Here's the _show function to add that:

function (doc, req) {
  var tmp = doc;
  var path = req.path;
  path.pop(); // drop the current doc name
  var base = "http://" + req.headers.Host + "/" + path.join("/") + "/";
  tmp['@context'] = {
    "@base": base,
    "_id": "@id",
    "first_name": "http://xmlns.com/foaf/0.1/givenName",
    "last_name": "http://xmlns.com/foaf/0.1/familyName",
    "knows": {
      "@id": "http://xmlns.com/foaf/0.1/knows",
      "@type": "@id"
    }
  };
  delete tmp.couchapp;
  delete tmp._revisions;
  return {"json": tmp};
}

Note: feel free to hack on this further. This sample code is in the Cloudant Labs Spellbook.

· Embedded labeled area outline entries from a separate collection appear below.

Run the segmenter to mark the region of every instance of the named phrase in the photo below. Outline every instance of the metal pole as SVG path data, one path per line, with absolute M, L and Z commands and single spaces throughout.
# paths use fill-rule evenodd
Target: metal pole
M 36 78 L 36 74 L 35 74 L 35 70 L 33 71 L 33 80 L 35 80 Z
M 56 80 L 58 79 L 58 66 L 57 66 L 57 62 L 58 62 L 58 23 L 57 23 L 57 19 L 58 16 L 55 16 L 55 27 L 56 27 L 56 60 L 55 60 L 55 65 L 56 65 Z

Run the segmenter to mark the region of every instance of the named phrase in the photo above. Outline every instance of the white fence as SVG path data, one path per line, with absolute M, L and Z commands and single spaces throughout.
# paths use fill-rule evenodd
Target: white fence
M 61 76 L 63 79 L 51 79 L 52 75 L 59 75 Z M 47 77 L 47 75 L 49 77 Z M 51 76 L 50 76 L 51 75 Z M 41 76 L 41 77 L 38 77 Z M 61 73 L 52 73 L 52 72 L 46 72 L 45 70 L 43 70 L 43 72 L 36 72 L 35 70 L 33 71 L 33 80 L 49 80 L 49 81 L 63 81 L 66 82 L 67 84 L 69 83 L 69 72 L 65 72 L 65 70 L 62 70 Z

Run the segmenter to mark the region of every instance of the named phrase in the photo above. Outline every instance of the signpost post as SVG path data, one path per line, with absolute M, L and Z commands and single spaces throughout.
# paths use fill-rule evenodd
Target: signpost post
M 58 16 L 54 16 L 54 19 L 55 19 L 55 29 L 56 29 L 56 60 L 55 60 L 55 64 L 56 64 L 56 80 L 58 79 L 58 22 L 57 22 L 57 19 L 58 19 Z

Accessing that newly contextualized JSON document looks like this:

http://bigbluehat.cloudant.com/foaf/_design/json-ld/_show/foaf/BenjaminYoung

The response, as you likely guessed, looks like this:

{
  "_id": "BenjaminYoung",
  "_rev": "2-c81a120b45cdb4330673d4ff615cc020",
  "first_name": "Benjamin",
  "last_name": "Young",
  "knows": [
    "SimonMetson",
    "MaxThayer",
    "MikeMiller"
  ],
  "@context": {
    "@base": "http://bigbluehat.cloudant.com/foaf/",
    "_id": "@id",
    "first_name": "http://xmlns.com/foaf/0.1/givenName",
    "last_name": "http://xmlns.com/foaf/0.1/familyName",
    "knows": {
      "@id": "http://xmlns.com/foaf/0.1/knows",
      "@type": "@id"
    }
  }
}

We now have a properly contextualized document that has some meaning. Changing that meaning would look like simply making other @context objects and information available.

Once contextualized, a JSON-LD library can parse that data, transform it into RDF triples for graph-based processing, or simply use the data type information to store it properly within their data store--assuming they don't also have the flexibility of a schema-free document database like Cloudant.

Conclusion

Cloudant provides a "webized" database ready for global data sharing with contextualized meaning that can be used for everything from data interchange to form filling automation and processing. We'll cover some more of that greatness in future posts.

Special Thanks

Also, a quick thank you to dlongley and m4nu for their fabulous help in #json-ld on irc.freenode.net They filled in the gaps in my Linked Data know-how quite swimmingly. Thanks to you both!